Building a Multi-Agent Compliance System
A practitioner's guide to eval-driven dev, adversarial testing and prompt engineering for high-stakes AI agents.
The Problem
Regulatory compliance review is a sequential decision process. An applicant's submission must pass through five independent checks before approval. Each check queries an external data source, interprets results against complex rules, and produces a reasoned decision.
The manual process takes 3–5 business days per case. The goal: an AI agent system that matches human analyst decisions in 30 seconds with auditable reasoning. Not replacing the human — producing a recommendation they review in minutes instead of days.
Regulated industries have zero tolerance for silent failures. A wrong denial means someone loses access to services.

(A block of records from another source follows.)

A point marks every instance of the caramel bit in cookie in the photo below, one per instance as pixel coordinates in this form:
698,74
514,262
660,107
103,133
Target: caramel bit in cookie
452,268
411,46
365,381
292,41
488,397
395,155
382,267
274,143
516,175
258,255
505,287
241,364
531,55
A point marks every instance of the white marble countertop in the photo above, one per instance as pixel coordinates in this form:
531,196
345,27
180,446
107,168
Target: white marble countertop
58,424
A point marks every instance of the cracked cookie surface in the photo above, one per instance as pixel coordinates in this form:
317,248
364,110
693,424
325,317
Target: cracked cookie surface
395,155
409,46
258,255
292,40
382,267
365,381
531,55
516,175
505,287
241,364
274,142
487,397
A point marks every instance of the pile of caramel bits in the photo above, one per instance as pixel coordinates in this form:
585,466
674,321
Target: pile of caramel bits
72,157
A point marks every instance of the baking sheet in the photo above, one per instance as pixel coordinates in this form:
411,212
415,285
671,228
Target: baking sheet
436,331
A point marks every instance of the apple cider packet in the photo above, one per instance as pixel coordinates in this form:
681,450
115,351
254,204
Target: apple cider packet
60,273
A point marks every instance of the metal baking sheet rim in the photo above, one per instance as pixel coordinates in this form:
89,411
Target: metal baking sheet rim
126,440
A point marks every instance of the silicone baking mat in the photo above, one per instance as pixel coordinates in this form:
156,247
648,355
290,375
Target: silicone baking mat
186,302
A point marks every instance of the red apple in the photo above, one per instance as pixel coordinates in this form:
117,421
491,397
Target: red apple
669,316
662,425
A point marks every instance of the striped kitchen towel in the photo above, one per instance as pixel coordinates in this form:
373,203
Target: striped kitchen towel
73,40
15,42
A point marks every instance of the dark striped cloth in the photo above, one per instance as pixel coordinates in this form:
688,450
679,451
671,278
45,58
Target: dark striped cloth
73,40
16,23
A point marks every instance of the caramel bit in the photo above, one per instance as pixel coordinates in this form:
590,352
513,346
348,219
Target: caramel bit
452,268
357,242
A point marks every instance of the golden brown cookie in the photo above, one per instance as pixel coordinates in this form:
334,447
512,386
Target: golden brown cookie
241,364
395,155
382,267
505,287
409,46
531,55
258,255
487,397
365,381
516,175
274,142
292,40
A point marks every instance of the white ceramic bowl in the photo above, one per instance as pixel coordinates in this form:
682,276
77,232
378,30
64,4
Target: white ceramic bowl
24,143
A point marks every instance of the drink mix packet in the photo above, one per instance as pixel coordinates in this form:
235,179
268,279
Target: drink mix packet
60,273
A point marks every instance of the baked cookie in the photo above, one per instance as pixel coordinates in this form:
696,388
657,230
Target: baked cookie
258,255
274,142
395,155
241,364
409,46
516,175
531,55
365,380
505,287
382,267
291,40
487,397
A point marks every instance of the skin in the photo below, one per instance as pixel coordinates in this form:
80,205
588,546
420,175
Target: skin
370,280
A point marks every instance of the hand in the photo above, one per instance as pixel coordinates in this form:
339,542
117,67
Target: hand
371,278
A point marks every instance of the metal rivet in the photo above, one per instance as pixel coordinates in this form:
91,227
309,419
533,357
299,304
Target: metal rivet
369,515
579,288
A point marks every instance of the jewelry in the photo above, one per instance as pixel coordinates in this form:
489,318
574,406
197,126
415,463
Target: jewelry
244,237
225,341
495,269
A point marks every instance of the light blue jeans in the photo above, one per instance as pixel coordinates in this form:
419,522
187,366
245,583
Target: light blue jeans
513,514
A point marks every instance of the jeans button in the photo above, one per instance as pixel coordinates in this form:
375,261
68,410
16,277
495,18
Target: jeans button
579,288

The system must know when it's uncertain and escalate rather than guess.
Architecture: Deterministic + Agentic
Phase 1 (Validation) — deterministic Python. 160 lines, <2ms, 62 tests. No LLM needed for questions with one right answer.
Phase 2 (Compliance Review) — five specialist agents:
| Gate | Responsibility | Data Source | Difficulty |
|---|---|---|---|
| Gate 1 | Status verification | System A | Standard |
| Gate 2 | Criteria qualification | System B | Standard |
| Gate 3 | Risk assessment scoring | System B | Hardest |
| Gate 4 | Location compliance | System C | Standard |
| Gate 5 | Rule conflict detection | System A | Standard |
- Specialist over generalist. Five focused agents. No attention dilution.
- Sequential with early exit. FAIL ≥ 0.80 confidence skips remaining gates.
- Safe defaults. Any failure → ESCALATE with confidence 0.0. Never auto-deny.
- Compliance from day 1. Immutable audit trail, encryption, access logging.